A Shifting Storyline
LED Lighting Solutions entered the General Services Administration’s Multiple Award Schedule program in 2013, a contract vehicle that enables federal agencies to purchase vetted goods from pre-approved vendors. As part of its inclusion in the program, the company certified that its products complied with trade laws that restrict procurement of certain foreign goods — China included. It reiterated those certifications annually. But behind the paperwork was a darker truth.
Investigators found that LED Lighting Solutions and DeSantos had not only misrepresented the origin of their products, but in at least one case arranged for items to ship directly from China to a federal agency. The implications are serious: under the TAA, China is not an approved source country, and the BAA mandates a preference for American-made goods in many federal contracts. Multiple delivery orders from the Army, FEMA, and other agencies were affected.
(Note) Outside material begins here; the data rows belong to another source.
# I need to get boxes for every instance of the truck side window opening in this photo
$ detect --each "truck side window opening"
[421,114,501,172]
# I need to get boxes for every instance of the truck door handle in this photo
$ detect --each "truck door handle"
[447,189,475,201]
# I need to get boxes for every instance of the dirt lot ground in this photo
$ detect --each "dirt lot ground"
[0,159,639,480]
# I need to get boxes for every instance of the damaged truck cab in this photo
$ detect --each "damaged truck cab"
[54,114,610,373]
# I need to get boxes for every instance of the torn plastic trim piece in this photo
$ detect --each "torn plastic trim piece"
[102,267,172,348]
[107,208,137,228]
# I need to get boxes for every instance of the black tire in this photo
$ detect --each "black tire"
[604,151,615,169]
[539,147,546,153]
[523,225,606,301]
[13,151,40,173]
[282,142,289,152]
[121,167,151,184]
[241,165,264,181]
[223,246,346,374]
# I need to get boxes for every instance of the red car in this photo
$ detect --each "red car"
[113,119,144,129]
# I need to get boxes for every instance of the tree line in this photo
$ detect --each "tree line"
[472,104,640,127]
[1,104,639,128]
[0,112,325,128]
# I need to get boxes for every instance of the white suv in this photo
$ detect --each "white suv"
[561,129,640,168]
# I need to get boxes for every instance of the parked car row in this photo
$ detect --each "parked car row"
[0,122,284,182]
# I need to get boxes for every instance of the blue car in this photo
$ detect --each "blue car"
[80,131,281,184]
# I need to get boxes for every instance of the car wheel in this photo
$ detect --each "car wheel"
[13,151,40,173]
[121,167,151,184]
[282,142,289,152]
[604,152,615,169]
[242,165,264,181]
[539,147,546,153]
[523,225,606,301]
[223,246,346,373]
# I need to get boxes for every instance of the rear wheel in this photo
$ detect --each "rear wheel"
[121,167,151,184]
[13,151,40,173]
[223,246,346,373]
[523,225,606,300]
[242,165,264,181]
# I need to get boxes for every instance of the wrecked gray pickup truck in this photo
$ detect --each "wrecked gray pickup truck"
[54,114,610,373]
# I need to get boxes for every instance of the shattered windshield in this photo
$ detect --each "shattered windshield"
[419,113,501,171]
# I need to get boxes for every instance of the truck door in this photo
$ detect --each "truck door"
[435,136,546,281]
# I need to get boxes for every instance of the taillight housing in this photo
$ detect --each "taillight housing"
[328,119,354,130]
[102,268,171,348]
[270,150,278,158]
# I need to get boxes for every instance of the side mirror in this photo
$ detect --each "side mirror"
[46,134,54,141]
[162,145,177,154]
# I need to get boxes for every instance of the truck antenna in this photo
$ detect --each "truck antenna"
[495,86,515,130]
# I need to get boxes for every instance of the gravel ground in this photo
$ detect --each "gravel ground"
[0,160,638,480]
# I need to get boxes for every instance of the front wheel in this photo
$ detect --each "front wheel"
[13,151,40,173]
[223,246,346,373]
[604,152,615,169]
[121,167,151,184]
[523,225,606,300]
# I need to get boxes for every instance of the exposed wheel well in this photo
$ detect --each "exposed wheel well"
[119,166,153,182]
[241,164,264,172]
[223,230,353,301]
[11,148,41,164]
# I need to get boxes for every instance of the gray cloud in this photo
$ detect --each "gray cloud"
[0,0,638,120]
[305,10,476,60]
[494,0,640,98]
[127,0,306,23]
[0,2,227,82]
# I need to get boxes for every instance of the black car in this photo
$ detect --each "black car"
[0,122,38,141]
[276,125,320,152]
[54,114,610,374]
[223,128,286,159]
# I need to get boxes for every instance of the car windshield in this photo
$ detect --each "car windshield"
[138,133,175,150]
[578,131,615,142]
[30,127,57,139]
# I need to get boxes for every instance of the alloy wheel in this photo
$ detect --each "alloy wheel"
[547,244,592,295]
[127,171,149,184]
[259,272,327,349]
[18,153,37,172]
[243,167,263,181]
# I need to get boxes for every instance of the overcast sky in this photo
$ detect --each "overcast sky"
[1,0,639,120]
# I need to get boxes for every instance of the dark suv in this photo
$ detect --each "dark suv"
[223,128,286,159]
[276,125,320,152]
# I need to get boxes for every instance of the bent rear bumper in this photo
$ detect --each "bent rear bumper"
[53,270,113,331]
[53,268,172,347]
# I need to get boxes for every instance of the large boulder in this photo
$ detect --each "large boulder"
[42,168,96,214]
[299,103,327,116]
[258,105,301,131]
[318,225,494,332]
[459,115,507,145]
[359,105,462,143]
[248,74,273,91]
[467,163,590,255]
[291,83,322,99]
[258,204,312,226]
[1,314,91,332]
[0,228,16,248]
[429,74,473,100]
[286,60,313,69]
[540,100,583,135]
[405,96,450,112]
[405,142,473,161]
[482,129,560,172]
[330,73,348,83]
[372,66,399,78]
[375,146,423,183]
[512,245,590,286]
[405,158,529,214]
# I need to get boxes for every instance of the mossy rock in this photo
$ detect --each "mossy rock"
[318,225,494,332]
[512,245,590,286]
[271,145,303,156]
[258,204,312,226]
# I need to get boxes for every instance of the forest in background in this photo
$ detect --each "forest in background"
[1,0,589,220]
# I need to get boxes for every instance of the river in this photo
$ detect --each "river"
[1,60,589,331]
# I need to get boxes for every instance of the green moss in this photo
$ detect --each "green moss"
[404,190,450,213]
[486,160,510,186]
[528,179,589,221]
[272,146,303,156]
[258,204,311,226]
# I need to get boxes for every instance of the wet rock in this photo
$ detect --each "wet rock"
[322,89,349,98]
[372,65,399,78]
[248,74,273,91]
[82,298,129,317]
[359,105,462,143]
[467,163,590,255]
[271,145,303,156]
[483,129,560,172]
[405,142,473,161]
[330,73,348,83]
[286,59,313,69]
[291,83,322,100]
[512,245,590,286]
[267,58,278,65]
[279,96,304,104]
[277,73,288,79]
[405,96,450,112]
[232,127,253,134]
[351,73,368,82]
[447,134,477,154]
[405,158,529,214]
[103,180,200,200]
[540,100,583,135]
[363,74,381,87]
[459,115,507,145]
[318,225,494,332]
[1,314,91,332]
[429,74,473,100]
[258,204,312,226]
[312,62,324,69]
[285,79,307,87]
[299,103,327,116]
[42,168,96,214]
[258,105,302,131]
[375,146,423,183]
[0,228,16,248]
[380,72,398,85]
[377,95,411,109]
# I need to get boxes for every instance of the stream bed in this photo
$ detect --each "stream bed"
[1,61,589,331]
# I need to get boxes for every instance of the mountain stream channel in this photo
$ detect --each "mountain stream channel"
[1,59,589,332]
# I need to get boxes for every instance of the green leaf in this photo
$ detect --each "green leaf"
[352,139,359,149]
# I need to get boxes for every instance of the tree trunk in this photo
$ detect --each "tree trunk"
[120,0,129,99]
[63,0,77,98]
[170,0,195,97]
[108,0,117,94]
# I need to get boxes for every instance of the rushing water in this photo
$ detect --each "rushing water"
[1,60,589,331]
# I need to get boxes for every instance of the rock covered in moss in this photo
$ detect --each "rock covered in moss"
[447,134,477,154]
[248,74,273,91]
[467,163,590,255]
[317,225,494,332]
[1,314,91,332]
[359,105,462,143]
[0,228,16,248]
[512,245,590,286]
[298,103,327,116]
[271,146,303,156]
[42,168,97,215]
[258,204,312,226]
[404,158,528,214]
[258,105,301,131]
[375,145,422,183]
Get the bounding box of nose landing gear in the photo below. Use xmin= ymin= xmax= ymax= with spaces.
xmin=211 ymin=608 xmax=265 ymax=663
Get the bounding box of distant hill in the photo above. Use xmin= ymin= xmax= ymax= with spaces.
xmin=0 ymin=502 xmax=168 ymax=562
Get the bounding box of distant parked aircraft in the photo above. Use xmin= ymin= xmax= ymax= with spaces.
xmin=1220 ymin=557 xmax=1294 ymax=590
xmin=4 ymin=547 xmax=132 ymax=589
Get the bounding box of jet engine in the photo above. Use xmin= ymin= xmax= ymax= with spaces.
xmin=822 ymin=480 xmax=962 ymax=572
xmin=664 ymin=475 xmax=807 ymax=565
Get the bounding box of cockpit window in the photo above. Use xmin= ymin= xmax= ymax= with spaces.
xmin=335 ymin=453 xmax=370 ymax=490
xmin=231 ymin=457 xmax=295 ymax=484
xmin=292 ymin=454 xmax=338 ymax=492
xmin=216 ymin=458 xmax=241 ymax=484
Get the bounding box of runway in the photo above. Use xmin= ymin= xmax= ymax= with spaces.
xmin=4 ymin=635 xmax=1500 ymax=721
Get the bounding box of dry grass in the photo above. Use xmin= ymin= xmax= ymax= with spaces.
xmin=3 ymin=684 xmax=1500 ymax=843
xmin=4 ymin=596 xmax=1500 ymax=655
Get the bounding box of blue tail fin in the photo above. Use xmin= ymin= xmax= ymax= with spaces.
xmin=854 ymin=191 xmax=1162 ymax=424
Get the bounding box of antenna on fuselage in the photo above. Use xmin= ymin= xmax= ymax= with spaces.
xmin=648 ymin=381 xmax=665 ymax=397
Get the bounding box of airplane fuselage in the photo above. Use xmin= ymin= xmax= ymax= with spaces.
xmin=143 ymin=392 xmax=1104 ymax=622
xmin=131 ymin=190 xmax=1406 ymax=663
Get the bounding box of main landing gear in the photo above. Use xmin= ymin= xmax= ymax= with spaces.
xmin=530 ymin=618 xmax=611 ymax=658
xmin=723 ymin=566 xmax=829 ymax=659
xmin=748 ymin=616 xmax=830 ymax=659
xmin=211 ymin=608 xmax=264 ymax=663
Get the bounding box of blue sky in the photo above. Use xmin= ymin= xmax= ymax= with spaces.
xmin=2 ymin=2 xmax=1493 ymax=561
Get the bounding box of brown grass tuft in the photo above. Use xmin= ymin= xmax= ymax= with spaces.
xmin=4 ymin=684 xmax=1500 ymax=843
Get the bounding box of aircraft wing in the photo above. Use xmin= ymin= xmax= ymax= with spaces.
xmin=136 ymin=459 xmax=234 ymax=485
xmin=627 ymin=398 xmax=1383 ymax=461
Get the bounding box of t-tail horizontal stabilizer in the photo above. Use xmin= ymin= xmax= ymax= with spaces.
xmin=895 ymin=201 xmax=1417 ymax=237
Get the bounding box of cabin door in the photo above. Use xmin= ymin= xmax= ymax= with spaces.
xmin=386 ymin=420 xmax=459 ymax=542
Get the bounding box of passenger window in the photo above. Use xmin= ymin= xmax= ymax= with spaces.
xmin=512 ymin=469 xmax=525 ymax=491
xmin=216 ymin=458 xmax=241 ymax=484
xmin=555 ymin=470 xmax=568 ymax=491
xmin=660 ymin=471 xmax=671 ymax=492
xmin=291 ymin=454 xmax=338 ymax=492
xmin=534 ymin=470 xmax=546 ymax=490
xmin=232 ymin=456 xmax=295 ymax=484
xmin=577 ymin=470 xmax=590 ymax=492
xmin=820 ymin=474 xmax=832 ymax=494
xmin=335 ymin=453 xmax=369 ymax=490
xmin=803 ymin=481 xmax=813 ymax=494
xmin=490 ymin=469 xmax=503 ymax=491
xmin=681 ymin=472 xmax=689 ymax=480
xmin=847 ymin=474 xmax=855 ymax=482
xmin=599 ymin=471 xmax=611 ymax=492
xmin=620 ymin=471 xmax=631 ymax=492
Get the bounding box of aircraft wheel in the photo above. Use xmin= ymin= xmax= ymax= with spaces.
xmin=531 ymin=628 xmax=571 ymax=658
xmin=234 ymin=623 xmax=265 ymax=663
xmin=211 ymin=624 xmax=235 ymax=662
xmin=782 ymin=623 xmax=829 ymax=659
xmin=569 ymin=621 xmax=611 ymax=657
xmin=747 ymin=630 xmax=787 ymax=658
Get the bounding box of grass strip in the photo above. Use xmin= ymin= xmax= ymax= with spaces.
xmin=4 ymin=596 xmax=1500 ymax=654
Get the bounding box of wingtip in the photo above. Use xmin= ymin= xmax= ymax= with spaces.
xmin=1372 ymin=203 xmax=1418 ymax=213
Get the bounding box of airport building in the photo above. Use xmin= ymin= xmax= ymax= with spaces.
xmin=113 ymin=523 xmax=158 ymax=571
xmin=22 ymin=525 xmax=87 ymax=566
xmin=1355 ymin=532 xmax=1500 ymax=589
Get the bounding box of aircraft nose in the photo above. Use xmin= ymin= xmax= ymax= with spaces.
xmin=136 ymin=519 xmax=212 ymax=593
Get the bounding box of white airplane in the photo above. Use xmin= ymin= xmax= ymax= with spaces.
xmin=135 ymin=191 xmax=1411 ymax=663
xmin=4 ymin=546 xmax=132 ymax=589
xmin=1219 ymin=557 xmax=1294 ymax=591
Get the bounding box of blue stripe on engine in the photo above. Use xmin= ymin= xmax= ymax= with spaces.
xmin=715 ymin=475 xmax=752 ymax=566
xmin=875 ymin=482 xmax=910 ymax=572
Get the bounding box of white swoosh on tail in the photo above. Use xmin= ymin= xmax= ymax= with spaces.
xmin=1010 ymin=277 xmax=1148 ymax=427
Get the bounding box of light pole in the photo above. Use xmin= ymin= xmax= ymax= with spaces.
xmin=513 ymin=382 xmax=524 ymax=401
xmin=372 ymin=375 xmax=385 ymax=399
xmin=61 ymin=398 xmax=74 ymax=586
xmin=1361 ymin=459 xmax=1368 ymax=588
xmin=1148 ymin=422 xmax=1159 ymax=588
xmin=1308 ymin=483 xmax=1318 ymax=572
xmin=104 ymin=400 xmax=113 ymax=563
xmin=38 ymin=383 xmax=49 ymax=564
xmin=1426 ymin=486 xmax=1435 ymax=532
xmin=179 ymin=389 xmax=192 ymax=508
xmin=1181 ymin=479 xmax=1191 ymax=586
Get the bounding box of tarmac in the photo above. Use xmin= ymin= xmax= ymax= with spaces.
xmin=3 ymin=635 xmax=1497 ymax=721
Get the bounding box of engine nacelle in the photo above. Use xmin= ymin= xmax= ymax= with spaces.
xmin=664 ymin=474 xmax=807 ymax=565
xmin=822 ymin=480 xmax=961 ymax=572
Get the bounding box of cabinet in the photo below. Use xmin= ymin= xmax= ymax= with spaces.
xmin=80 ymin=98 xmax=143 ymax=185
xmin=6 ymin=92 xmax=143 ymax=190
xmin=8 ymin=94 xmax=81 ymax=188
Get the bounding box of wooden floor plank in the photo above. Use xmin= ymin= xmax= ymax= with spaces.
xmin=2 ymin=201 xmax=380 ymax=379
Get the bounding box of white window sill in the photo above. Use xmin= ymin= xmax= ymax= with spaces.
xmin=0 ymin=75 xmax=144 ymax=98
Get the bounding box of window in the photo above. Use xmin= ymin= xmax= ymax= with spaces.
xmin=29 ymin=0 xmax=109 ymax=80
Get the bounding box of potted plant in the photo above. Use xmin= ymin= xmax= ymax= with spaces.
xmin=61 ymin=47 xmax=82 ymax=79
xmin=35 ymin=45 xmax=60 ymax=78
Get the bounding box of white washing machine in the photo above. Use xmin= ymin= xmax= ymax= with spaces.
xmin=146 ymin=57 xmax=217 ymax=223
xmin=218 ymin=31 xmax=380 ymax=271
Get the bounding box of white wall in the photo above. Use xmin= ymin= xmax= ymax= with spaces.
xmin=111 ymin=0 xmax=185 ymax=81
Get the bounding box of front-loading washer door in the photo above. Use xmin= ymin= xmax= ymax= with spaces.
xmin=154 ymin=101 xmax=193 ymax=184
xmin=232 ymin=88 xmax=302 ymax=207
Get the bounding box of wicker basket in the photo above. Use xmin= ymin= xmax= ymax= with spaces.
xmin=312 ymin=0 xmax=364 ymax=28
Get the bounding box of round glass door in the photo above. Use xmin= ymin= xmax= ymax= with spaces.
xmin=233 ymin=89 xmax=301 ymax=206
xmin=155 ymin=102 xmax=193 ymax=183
The case came to a head not only in federal court but also at the Armed Services Board of Contract Appeals, where LED Lighting had filed two cases contesting contract terminations. As part of the settlement, the company agreed to withdraw both appeals — with prejudice.
From Full Catalog to Clean-Up Mode
Before the federal enforcement action, LED Lighting Solutions advertised a broad range of products: street and area lights, parking garage fixtures, wall packs, high bays, flood lights, downlights, and LED tube lights. Today, its website shows just six items — two flat panels, a troffer, a strip light, one emergency downlight, and a site light.
Whether this pared-down catalog reflects a strategic shift or a quiet removal of non-compliant products is unclear. But the timing, coming amid a settlement over Buy American Act violations, suggests the company may be distancing itself from offerings that previously ran afoul of federal sourcing rules. Buyers browsing the remaining catalog might also note the continued claims that products are DLC listed — a detail worth confirming independently, given recent events.
The Broader Cost
For federal buyers, the fallout may not stop at paperwork violations. Certain agencies — the Air Force, the Army, FEMA, and others — may not have received what they paid for, especially if those purchases were made under the assumption that the lighting products were domestically manufactured. That’s not just a regulatory issue; it’s a procurement one.
And while LED Lighting Solutions collected federal dollars, other manufacturers playing by the rules may have lost out. In an industry where margins are tight and contract access is highly competitive, even small distortions in compliance can shift opportunities away from U.S.-based firms meeting the standard. For those companies, this case is more than a cautionary tale — it’s a missed shot at fair competition.